Last month I picked out this exchange from East of Eden by John Steinbeck:
“But the Irish are said to be a happy people, full of jokes.”
“They’re not. They’re a dark people with a gift for suffering way past their deserving. It’s said that without whisky to soak and soften the world, they’d kill themselves. But they tell jokes because it’s expected of them.”
There’s something about that mixture of darkness and humor, isn’t there? I also find that Irish art (music as well as literature) has a lot of heart. I only read two Ireland-related historical novels this month, but they both have that soulful blend of light and somber. Both:
Things in Jars by Jess Kidd (2019)
In the autumn of 1863 Bridie Devine, female detective extraordinaire, is tasked with finding the six-year-old daughter of a baronet. Problem is, this missing girl is no ordinary child, and collectors of medical curiosities and circus masters alike are interested in acquiring her.
In its early chapters this delightful Victorian pastiche reminded me of a cross between Sarah Waters’s Fingersmith and Neil Gaiman’s The Graveyard Book, and that comparison played out pretty well in the remainder. Kidd paints a convincingly gritty picture of Dickensian London, focusing on an underworld of criminals and circus freaks: when Bridie first arrived in London from Dublin, she worked as an assistant to a resurrectionist; her maid is a 7-foot-tall bearded lady; and her would-be love interest, if only death didn’t separate them, is the ghost of a heavily tattooed boxer.
Medicine (surgery – before and after anesthesia) and mythology (mermaids and selkies) are intriguing subplots woven through, such that this is likely to appeal to fans of The Way of All Flesh and The Mermaid and Mrs Hancock. Kidd’s prose is spry and amusing, particularly in her compact descriptions of people (but also in her more expansive musings on the dirty, bustling city): “a joyless string of a woman, thin and pristine with a halibut pout,” “In Dr Prudhoe’s countenance, refinement meets rogue,” and “People are no more than punctuation from above.”
I’ll definitely go back and read Kidd’s two previous novels, Himself and The Hoarder. I didn’t even realize she was Irish, so I’m grateful to Cathy for making me aware of that in her preview of upcoming Irish fiction. [Trigger warnings: violence against women and animals.] (Out from Canongate on April 4th.)
Away by Jane Urquhart (1993)
I was enraptured from the first line: “The women of this family leaned towards extremes” – starting with Mary, who falls in love with a sailor who washes up on the Irish coast in the 1840s amid the cabbages, silver teapots and whiskey barrels of a shipwreck and dies in her arms. Due to her continued communion with the dead man, people speak of her being “away with the fairies,” even after she marries the local schoolteacher, Brian O’Malley.

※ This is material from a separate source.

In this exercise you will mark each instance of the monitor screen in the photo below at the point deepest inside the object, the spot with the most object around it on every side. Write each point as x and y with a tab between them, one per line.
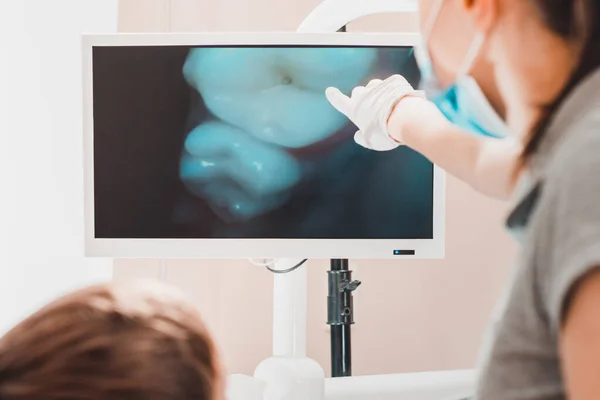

With their young son, Liam, they join the first wave of emigration to Canada during the Potato Famine, funded by their landlords, the Sedgewick brothers of Puffin Court (amateur naturalist Osbert and poet Granville). No sooner have the O’Malleys settled and had their second child, Eileen, than Mary disappears. As she grows, Eileen takes after her mother, mystically attuned to portents and prone to flightiness, while Liam is a happily rooted Great Lakes farmer. Like Mary, Eileen has her own forbidden romance, with a political revolutionary who dances like a dream.
I’ve been underwhelmed by other Urquhart novels, Sanctuary Line and The Whirlpool, but here she gets it just right, wrapping her unfailingly gorgeous language around an absorbing plot – which is what I felt was lacking in the others. The Ireland and Canada settings are equally strong, and the spirit of Ireland – the people, the stories, the folk music – is kept alive abroad. I recommend this to readers of historical fiction by Margaret Atwood, A.S. Byatt and Hannah Kent.
Some favorite lines:
Osbert says of Mary: “There’s this light in her, you see, and it must not be put out.”
“When summer was finished the family was visited by a series of overstated seasons. In September, they awakened after night frosts to a woods awash with floating gold leaves and a sky frantic with migrating birds – sometimes so great in number that they covered completely with their shadows the acre of light and air that Brian had managed to create.”
“There are five hundred and forty different kinds of weather out there, and I respect every one of them. White squalls, green fogs, black ice, and the dreaded yellow cyclone, just to mention a few.”